The Boston Classical Orchestra under Steven Lipsitt made its contribution to the Giuseppe Verdi and Richard Wagner bicentenaries on Saturday in Faneuil Hall. It was praiseworthy that the organization chose, instead of the seemingly inevitable opera excerpts, two of the relatively rare non-operatic works of these two giants of the opera world: Verdi’s String Symphony in E Minor (an expansion of his String Quartet) and Wagner’s five Wesendonck Lieder. Rounding off the program the orchestra returned to its “Classical” roots with Ludwig van Beethoven’s Symphony No. 2 in D, Op. 36. The extremely live acoustics of Faneuil Hall variously bedeviled or enhanced performances that were overall very accomplished.
In November 1872 Verdi was in Naples to supervise the local premier of his Aida; this, however, had to be postponed for three weeks due to the illness of the prima donna. In the interim the composer occupied himself by writing his only string quartet, purely for his own enjoyment (it remained unpublished and not publicly performed for many years). The more sustained melodies, played here with finesse and affection, were a compelling argument for the expansion to a string orchestra, with only occasional blurred passagework reminding us that Verdi wrote the piece for four players, not nineteen. The Andantino second movement was especially delectable with considerable nuance of dynamics and articulation. Perhaps the “joke” of the scherzo (Scherzo. Fuga) was placing it as the fourth and final movement, but the result was that we had two scherzos in a row. In fact, the third movement was in the more traditional scherzo form, ABA with trio in the middle; Lipsitt sensibly took the Prestissimo tempo marking with more than a grain of salt. The final scherzo cum fugue is a typical Verdi fugue (if there is such an animal), devolving before long into fragments of the subject repeated at some length, perhaps overstaying its welcome but also affording the players ample opportunity to demonstrate their virtuosity in well-calibrated delicate playing at a very rapid tempo.
Richard Wagner’s Wesendonck Lieder were written at the same time (1857-58) as his seminal opera Tristan und Isolde, to texts by Mathilde Wesendonck, wife of Otto Wesendonck, one of the composer’s patrons. For these beautiful songs we were blessed to have the soprano Jane Eaglen, internationally renowned exponent of many of Wagner’s great heroines. A voice of this amplitude and power is infrequently heard in our city, one of the early music capitols of the world. Yet it should be noted that although sopranos frequently sing these songs, the tessitura fits the mezzo-soprano range better; the orchestra and Lipsitt were, alas, not always sensitive to this in the extended passages that lie low, sometimes leading to inaudibility of text and overly frequent breaths. Fortunately, this fault was offset by the luxuriant colors and luscious harmonies of the orchestra as well as the varied moods and opulent sound of Eaglen’s singing. Among numerous high points, I’d single out the great dramatic arc of the second song, Stehe still! (Stand Still!) from harried agitation to serene rapture; the resigned ennui of the third, Im Treibhaus (In the Hothouse); and the positively sybaritic final song, Träume (Dreams), whose high-cholesterol harmonies were smoothly blended among the different instrumental choirs and inspired Eaglen to her most seductive singing. It is no surprise that Wagner incorporated much music from Träume (along with its theme of expiring in a dream of love) into Tristan und Isolde. In these atmospheric mood pieces, the live Faneuil Hall acoustics were an asset, evoking the ambiance of a considerably larger concert hall.
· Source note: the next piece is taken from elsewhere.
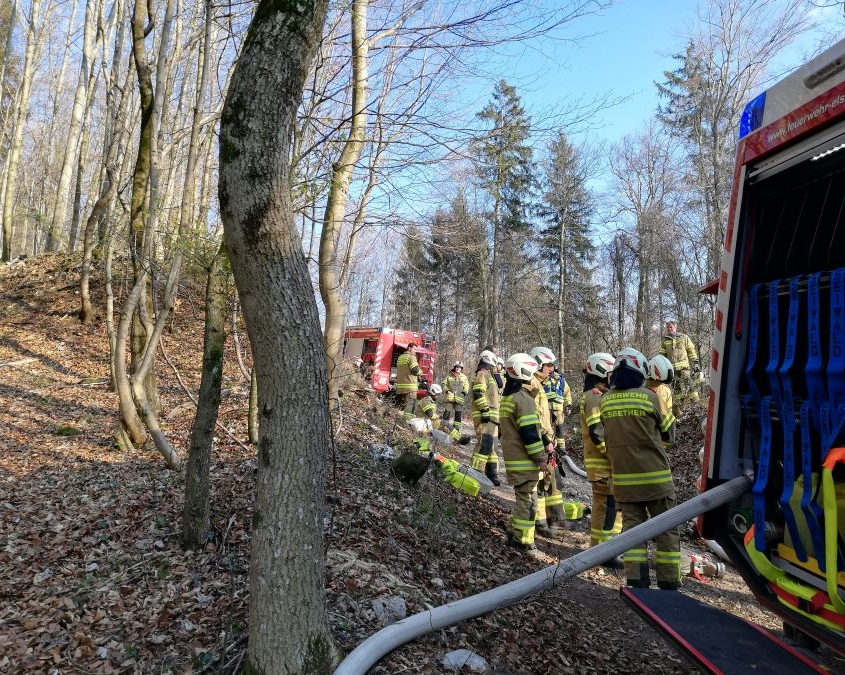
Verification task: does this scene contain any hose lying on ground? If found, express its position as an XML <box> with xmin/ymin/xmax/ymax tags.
<box><xmin>563</xmin><ymin>455</ymin><xmax>587</xmax><ymax>478</ymax></box>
Fortunately, we had an intermission during which to reawaken gradually from Wagnerian dreams. In a program that proceeded in reverse chronological order, we finished with Beethoven’s Symphony No. 2 (1802). The pre-concert lecturer Mary Ann Nichols noted that this symphony was created about the same time that Faneuil Hall was undergoing a refurbishment! So successful was Lipsitt’s and the BCO’s differentiation of Wagner’s and Beethoven’s radically different sound-worlds that there was little sense of “back on home turf” in the symphony. Nichols had also mentioned that this was the last of Beethoven’s backwards-looking symphonies with their debt to Haydn and Mozart, though already the young composer is enjoying breaking a rule from time to time. This was a vigorous reading that could also take time to reflect where appropriate. The outer movements were taken at exciting tempi at the inconsequential cost of occasional minor lapses of ensemble. The second movement Larghetto, one of Beethoven’s most beautiful slow movements, was played with affection and beauty of tone. The woodwinds, particularly, made a lovely, rustic sound. It is an interesting parallel to the Verdi that Beethoven’s fourth and final movement also has the jocularity of a scherzo although, unlike the third movement (the “official” scherzo), its thematic development gives it symphonic scope. Seeming entirely unfatigued, Lipsitt’s players never flagged in the high-energy motoric rhythms (except the few places where the score directs), driving right through to the end without ritard. Once the audience caught its collective breath, the applause was appropriately vociferous.